Description: “At the end of an extremely hot 45 ° C research day, I visited a farm dam to see if any animals were having a drink or cooling off. Along a heavily eroded section of dam wall, I came across this majestic snake – an adult mulga in excellent condition. Kristian Bell, Victoria

Choice of objective

Likewise, there were a lot of different lenses in use, and most of them weren’t ridiculously expensive telephoto lenses. Perhaps the nature of the categories limited the number of extreme close-ups of birds that people could enter. But it’s always nice to see nature photographs, like the one above by Kristian Bell, taken with an ordinary lens that most photographers have in their bags. Bell used a Canon EF 16-35mm f / 4, but any exterior zoom would do.

Context is everything

My favorite photos weren’t the aforementioned bird close-ups – they were the most interesting photos with a story to tell. And it is clear that the judges often felt the same thing.

Just look at this Ken Griffiths photo of black ants eating a gecko.

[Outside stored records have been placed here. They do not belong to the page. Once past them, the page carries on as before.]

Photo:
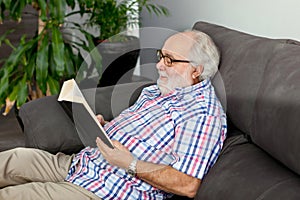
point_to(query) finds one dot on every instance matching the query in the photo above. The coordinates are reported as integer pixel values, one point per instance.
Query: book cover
(76, 107)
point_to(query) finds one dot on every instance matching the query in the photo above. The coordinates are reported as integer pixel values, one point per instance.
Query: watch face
(131, 172)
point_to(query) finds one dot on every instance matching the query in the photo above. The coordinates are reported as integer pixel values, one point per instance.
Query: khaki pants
(35, 174)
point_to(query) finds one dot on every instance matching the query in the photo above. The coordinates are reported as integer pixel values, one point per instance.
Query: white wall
(269, 18)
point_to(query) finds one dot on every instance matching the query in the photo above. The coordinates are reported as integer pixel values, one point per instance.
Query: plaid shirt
(184, 129)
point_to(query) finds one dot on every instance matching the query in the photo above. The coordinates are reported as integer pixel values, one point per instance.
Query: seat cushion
(244, 171)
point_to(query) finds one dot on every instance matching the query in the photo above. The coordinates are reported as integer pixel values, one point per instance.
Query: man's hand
(118, 156)
(161, 176)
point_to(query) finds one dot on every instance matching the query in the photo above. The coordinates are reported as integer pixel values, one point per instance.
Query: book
(85, 121)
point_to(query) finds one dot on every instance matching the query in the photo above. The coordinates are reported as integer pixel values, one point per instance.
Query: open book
(81, 114)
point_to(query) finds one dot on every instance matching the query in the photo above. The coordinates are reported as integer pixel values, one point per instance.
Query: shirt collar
(153, 91)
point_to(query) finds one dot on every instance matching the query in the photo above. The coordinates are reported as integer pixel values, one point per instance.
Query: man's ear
(198, 71)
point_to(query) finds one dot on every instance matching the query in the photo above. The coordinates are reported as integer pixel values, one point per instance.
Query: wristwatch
(132, 167)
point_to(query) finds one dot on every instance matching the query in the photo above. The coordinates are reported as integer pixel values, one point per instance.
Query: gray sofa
(259, 85)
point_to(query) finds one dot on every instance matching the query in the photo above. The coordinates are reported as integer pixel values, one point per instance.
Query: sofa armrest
(48, 127)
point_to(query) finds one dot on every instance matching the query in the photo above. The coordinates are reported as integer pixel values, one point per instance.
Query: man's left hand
(119, 156)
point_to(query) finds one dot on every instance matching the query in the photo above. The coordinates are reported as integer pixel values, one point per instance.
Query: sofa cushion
(275, 122)
(47, 126)
(243, 60)
(244, 171)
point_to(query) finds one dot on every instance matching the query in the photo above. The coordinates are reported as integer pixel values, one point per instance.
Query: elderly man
(164, 144)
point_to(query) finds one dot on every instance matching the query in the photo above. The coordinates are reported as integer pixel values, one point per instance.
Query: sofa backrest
(262, 84)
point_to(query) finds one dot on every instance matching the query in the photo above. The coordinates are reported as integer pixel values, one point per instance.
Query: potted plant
(37, 66)
(119, 51)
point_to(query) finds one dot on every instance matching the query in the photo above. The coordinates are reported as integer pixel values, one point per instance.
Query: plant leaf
(58, 50)
(53, 85)
(42, 63)
(23, 92)
(43, 7)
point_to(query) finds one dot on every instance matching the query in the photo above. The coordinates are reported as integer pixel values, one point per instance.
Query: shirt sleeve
(198, 142)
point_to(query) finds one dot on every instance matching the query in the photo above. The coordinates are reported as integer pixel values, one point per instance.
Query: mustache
(162, 73)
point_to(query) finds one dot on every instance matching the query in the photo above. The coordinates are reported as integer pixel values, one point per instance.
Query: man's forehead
(179, 44)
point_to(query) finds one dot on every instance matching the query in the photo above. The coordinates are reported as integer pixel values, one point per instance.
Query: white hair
(204, 52)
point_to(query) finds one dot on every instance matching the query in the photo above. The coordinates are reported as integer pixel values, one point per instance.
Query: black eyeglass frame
(160, 55)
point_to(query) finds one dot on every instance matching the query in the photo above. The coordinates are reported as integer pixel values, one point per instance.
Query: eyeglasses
(167, 60)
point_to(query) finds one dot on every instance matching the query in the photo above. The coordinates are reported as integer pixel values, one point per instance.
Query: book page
(71, 92)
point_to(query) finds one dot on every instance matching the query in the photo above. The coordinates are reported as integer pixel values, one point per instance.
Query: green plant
(37, 66)
(114, 17)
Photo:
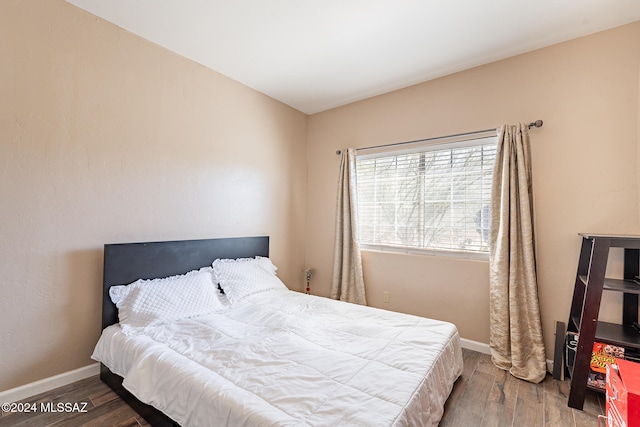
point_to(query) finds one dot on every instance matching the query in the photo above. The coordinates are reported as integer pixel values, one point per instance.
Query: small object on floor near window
(308, 271)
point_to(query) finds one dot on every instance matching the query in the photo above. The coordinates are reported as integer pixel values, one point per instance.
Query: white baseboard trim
(481, 347)
(47, 384)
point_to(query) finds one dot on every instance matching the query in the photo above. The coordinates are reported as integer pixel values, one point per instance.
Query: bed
(271, 356)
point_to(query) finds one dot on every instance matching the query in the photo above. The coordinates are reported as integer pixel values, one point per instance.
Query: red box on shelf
(623, 394)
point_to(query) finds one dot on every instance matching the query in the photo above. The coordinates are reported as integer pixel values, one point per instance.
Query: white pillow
(151, 302)
(242, 277)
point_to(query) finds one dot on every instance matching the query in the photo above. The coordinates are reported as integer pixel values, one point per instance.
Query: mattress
(288, 359)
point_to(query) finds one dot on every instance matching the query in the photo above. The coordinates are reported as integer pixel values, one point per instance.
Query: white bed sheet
(289, 359)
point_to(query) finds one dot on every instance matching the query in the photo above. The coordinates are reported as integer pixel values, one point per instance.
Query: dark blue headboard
(127, 262)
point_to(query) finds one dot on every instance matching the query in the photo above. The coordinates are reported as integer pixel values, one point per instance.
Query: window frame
(444, 143)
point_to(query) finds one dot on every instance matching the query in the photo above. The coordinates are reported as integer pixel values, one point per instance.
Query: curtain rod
(537, 124)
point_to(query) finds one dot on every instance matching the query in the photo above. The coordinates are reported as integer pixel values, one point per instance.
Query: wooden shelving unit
(585, 305)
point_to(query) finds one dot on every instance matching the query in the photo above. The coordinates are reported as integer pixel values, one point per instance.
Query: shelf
(585, 305)
(620, 335)
(626, 286)
(618, 285)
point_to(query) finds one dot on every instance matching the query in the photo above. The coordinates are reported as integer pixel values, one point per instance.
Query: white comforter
(281, 358)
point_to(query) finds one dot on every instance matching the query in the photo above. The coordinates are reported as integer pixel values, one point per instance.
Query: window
(427, 197)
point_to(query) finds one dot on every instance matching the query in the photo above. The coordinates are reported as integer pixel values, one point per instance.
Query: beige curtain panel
(515, 329)
(347, 283)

One entry for the "Animal behavior" category, 2021 Australian Geographic Nature Photographer of the Year Awards.
A preselected entry into animal behavior [sic] category of Australian Geographic Nature photographer of the year award.

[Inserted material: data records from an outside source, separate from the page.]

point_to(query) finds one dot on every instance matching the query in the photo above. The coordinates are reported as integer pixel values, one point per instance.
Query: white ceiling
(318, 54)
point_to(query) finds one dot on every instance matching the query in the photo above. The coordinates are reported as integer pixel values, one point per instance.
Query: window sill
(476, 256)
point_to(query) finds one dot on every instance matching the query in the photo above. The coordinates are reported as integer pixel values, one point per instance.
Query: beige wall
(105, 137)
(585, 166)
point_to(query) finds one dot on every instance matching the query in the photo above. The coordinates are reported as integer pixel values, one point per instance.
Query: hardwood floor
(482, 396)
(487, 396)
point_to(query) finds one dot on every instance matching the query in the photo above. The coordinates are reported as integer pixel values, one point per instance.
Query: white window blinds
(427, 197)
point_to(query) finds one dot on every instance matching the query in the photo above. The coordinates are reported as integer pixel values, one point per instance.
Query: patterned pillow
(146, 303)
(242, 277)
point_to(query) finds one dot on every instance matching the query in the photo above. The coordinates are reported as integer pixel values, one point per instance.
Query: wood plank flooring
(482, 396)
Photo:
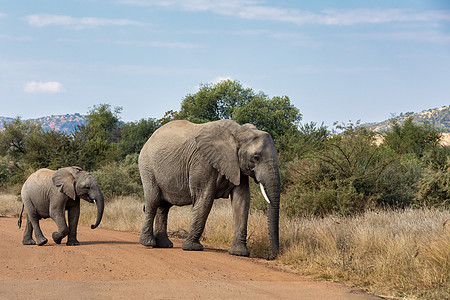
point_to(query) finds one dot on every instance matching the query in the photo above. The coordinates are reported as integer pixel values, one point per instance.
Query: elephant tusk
(264, 193)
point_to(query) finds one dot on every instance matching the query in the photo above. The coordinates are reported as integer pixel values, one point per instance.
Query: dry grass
(393, 253)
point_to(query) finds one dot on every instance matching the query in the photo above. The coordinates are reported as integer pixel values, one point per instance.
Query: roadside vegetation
(353, 209)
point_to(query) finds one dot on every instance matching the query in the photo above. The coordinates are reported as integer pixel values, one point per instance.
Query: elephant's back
(42, 177)
(169, 138)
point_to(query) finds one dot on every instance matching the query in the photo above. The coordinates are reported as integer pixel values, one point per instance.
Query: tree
(277, 116)
(95, 143)
(14, 138)
(103, 123)
(135, 134)
(216, 101)
(412, 138)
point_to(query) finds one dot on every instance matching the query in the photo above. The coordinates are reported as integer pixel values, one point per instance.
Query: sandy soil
(113, 265)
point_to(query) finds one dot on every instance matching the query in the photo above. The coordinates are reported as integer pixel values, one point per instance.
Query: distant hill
(438, 117)
(66, 123)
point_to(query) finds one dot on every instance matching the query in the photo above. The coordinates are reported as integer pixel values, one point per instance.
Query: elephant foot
(57, 238)
(192, 246)
(28, 241)
(148, 241)
(239, 250)
(162, 241)
(74, 242)
(42, 241)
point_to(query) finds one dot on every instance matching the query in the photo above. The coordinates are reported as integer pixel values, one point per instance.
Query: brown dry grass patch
(403, 253)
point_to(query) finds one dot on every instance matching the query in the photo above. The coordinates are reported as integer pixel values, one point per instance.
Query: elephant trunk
(271, 186)
(100, 207)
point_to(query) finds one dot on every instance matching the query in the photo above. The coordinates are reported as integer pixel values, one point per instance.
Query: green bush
(434, 188)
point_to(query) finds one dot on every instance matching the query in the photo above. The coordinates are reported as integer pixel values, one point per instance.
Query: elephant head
(236, 150)
(75, 182)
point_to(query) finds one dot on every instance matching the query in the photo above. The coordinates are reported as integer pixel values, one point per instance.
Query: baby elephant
(47, 193)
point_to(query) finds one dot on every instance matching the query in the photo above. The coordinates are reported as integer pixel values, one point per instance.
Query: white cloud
(255, 10)
(39, 87)
(42, 20)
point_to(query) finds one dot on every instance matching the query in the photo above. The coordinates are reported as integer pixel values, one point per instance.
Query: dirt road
(113, 265)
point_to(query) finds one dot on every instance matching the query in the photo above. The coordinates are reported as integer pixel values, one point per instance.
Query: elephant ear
(64, 179)
(217, 144)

The description. ‘Black ants feed on broad-tailed gecko. Broad-tailed geckos are found primarily in the sandstone areas of the Sydney Basin and are nocturnal. It was a most unusual find, especially since there are many species of birds that would have made it a quick meal. How he died is a mystery, but a wild deer or wallaby may have stepped on it the night before. Ken Griffiths, New South Wales

Also discover that of Richard Robinson of a whale facing a boat. These are all photos that have something to say, and that’s what makes them so powerful.

An entrance from "Our impact" category, 2021 Australian Geographic Nature Photographer of the Year Awards.
A preselected entry in the “Our impact” category, from Australian Geographic Nature photographer of the year award.

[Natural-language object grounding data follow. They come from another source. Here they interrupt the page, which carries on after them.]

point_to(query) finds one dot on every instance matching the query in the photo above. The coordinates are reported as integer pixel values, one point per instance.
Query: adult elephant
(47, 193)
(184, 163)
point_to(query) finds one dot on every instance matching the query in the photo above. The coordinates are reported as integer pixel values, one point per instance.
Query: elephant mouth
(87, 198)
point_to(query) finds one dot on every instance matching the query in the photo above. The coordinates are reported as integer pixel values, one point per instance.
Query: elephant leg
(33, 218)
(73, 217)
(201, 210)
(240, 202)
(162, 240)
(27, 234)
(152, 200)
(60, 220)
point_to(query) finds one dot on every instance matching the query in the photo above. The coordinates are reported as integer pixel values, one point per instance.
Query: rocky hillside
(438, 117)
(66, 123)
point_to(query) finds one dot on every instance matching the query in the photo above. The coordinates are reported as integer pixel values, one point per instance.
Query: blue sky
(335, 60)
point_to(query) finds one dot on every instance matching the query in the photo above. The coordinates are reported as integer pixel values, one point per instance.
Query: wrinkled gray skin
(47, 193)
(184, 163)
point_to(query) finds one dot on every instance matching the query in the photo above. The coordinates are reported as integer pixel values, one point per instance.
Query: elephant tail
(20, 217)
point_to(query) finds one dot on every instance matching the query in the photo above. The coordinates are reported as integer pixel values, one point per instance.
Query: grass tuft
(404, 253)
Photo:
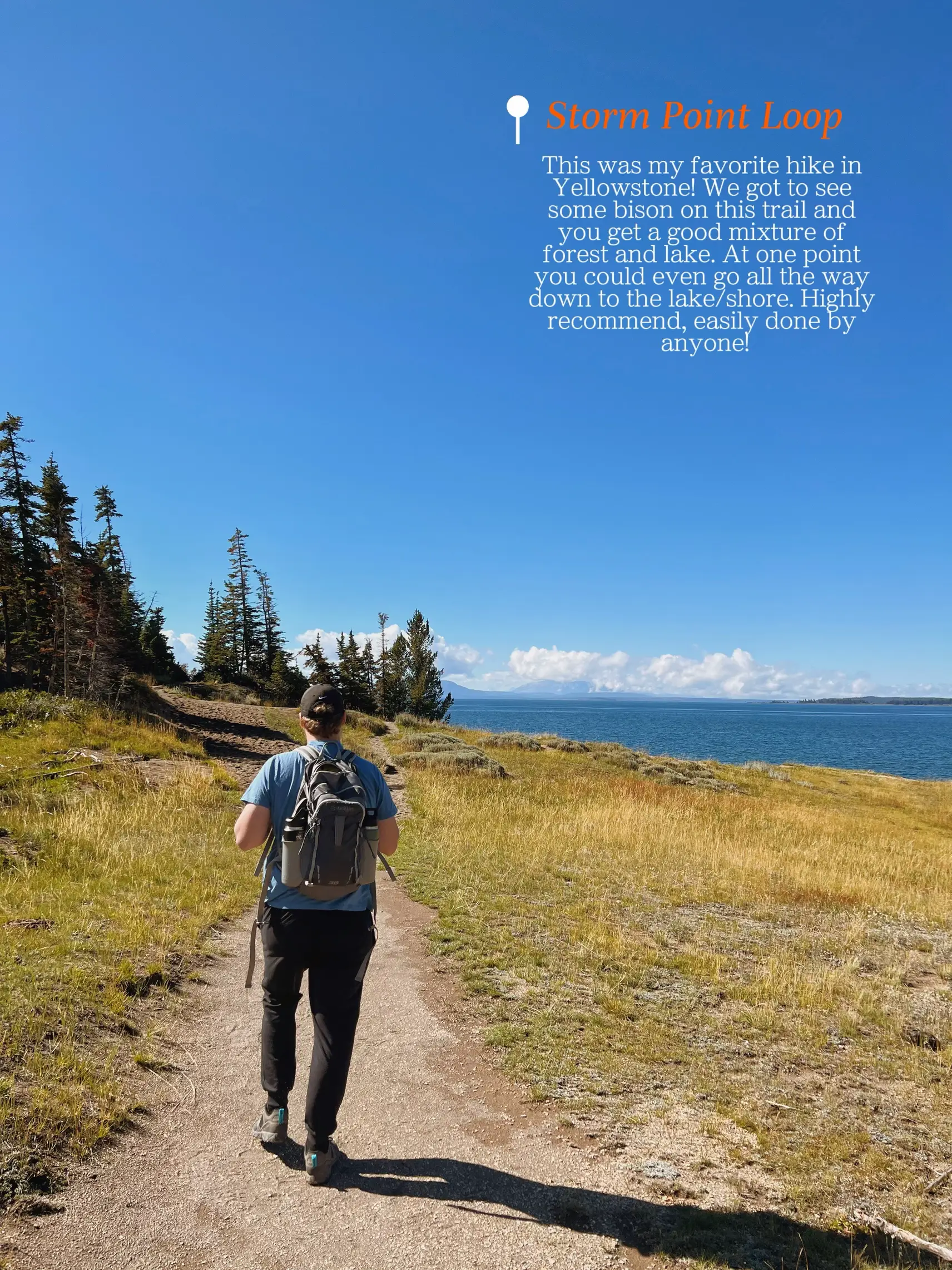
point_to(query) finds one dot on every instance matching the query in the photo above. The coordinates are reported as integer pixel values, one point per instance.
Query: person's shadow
(747, 1240)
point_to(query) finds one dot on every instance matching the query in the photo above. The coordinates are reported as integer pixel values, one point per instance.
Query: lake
(905, 741)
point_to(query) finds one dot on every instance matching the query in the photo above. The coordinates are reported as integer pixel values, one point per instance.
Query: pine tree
(9, 581)
(108, 545)
(212, 653)
(353, 677)
(156, 651)
(321, 670)
(393, 691)
(286, 684)
(271, 633)
(56, 520)
(26, 610)
(243, 621)
(423, 680)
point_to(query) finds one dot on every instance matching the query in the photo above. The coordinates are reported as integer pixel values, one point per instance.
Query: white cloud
(716, 675)
(457, 658)
(719, 675)
(187, 644)
(553, 663)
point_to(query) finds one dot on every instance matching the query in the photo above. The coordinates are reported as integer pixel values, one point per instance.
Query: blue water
(906, 741)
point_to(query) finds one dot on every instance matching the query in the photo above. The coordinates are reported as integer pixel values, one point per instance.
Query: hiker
(325, 927)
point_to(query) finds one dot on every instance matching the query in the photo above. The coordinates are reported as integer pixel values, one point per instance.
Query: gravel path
(446, 1166)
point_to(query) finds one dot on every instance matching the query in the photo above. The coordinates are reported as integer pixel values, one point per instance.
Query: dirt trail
(446, 1165)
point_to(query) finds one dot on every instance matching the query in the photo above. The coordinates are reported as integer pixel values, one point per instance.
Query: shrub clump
(463, 759)
(358, 719)
(565, 744)
(512, 741)
(408, 720)
(430, 741)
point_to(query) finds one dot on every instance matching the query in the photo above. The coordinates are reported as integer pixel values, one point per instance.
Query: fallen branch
(895, 1232)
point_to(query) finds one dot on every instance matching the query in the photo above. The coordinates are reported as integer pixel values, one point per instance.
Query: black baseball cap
(325, 695)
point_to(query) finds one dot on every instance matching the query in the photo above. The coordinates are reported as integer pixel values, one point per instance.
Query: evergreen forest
(75, 624)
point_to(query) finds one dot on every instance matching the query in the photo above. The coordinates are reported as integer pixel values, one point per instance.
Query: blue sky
(270, 265)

Description: “Two centuries after near extinction, Southern Right Whales, also known as Tohora, thrive in the subantarctic depths. In 2020, an expedition from the University of Auckland, led by Dr Emma Carroll, traveled to study the recovering population, using cutting-edge genomic techniques that will allow us to understand the complexities of these animals. Richard Robinson, New Zealand

How to enter next year’s competition

Registration is not yet open for the 2022 competition, but keep an eye on the Australian Geographic website. In the meantime, you can consult last year’s contest rules so you can make sure your photos are eligible.